Insomnia by Sarah Pinborough
- Published on
- Shalini
- in Book Posts, Book Reviews, Digital Reads Media, Digital Reads PR, Digital Reads Reviews, Fiction
Publication Date: April 2022
Book Links
Blurb
Emma Averell loves her life—her high-powered legal career, her two beautiful children, and her wonderful stay-at-home husband—but it wasn’t always so perfect.
When she was just five years old, Emma and her older sister went into foster care because of a horrific incident with their mother.
Her sister can remember a time when their mother was loving and “normal,” but Emma can only remember her as one thing—a monster.
And that monster emerged right around their mother’s fortieth birthday, the same age Emma is approaching now.
Emma desperately wants to keep her successful life separate from her past, so she has always hidden her childhood trauma.
But then she’s unable to sleep, and now losing time during the day, also one of the first symptoms her mother showed.
Is the madness in her blood, just as her mother predicted?
Could she end up hurting her family in her foggy, frenetic state?
Or is she truly beginning to lose her mind?
My Review
What was it all about
Insomnia by Sarah Pinborough was an intriguing thriller that had a different ending, almost a non-linear one.
Emma was approaching forty, and she thought she would become a victim of the madness her mother suffered from. And slowly she lost sleep over it until full-blown insomnia took over her life.
In the same time frame, she got to know two things: her sister’s appearance and her mother was reaching her life’s end in a nursing home.
The only fear that insomnia brought was – would she hurt her family as her mother hurt her sister?
How it made me feel - The Good
The first two-thirds of the book was haunting where I could feel the madness enveloping the main character. The aura that Emma gave off had me fearing for her life as she slowly unraveled
Fortunately, the lawyer in her and her analytical mind prevailed, and she fought her growing lack of sleep to investigate into her past further.
The Bad
The lines were repetitive about her loss of sleep and sanity. The words of a song made an appearance, quite frequently, that didn’t appeal to the thriller side of me.

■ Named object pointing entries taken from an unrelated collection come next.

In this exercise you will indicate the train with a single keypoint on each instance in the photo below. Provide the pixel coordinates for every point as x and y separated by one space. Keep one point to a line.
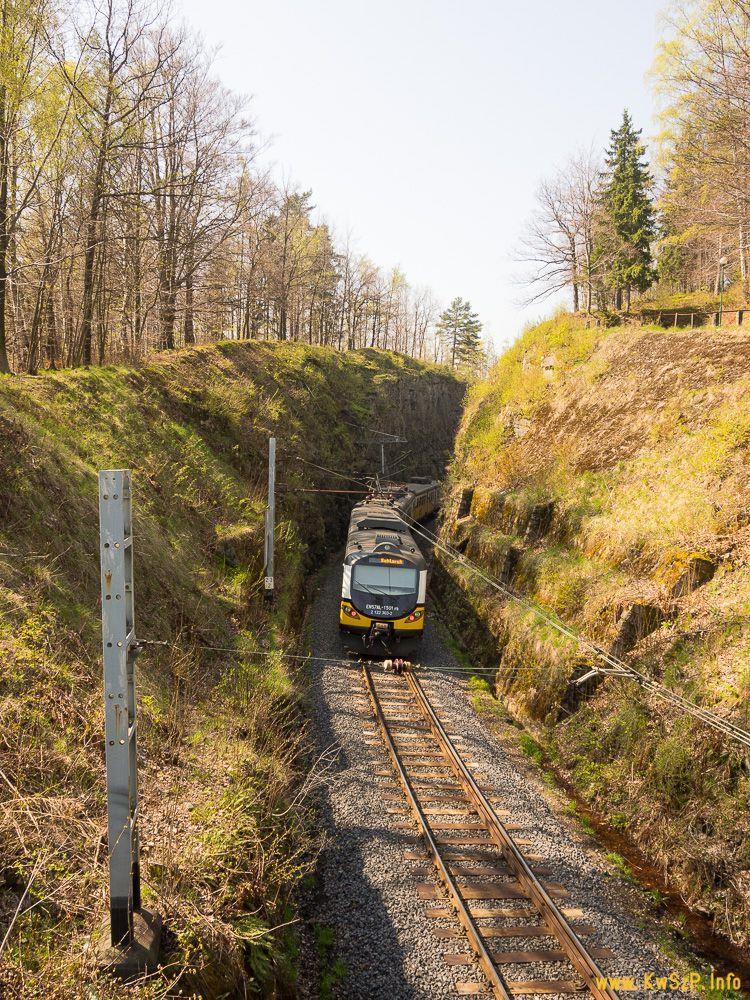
384 580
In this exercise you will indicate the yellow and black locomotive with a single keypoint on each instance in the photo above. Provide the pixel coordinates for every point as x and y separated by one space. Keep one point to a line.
382 611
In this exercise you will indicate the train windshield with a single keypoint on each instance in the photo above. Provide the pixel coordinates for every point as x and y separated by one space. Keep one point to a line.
389 581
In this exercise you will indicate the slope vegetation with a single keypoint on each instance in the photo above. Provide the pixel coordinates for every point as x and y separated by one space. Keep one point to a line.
225 833
605 474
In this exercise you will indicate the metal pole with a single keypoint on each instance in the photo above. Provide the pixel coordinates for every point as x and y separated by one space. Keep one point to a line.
120 648
270 518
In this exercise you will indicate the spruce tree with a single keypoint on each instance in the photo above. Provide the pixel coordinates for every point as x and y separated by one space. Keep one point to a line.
627 226
459 329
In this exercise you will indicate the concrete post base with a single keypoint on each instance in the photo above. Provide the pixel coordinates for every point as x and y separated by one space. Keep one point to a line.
131 961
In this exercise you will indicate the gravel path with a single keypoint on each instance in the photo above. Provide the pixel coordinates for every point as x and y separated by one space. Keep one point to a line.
365 890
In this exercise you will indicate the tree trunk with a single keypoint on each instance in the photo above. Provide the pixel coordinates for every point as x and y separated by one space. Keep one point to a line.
87 313
189 324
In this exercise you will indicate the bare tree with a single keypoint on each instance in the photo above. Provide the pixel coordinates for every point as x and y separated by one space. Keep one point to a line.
557 248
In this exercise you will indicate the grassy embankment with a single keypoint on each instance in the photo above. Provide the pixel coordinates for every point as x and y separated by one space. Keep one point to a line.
610 471
225 830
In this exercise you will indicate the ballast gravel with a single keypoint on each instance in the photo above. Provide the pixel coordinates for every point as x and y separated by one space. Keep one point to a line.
366 934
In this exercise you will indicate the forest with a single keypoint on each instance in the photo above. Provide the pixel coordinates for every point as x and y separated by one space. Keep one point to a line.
611 227
135 214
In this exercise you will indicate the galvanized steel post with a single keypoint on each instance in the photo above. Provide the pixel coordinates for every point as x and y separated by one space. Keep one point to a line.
270 518
120 648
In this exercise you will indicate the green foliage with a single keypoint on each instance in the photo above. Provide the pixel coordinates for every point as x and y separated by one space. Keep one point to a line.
620 864
531 748
226 842
623 246
459 328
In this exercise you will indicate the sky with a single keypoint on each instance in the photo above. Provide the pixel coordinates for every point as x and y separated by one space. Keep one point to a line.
424 127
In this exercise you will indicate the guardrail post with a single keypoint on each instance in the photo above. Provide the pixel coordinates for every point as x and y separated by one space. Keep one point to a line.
119 648
270 519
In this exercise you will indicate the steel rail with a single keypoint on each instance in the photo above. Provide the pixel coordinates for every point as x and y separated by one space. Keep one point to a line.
470 926
571 944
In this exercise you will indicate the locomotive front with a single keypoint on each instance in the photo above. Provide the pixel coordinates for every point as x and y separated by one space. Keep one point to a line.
384 585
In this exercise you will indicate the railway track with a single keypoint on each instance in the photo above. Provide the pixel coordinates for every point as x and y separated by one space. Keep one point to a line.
467 838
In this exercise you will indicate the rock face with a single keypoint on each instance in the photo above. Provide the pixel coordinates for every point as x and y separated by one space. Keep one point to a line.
623 504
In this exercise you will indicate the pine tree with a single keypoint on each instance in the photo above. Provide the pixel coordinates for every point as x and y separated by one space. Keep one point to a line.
459 328
627 226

The writing itself brought down my interest in the last one-third. The whole twist in the story was brought on by some extra sensory perception which might or might not work. For me, it didn’t work.
The Conclusion
The beginning was good, but the ending turned out to be not so great. The spiral into near-insanity had some great believable moments.
I downloaded the digital version of the book from an online retail, and this is my journey down its pages, straight from the heart. STRICTLY HONEST and UNBIASED.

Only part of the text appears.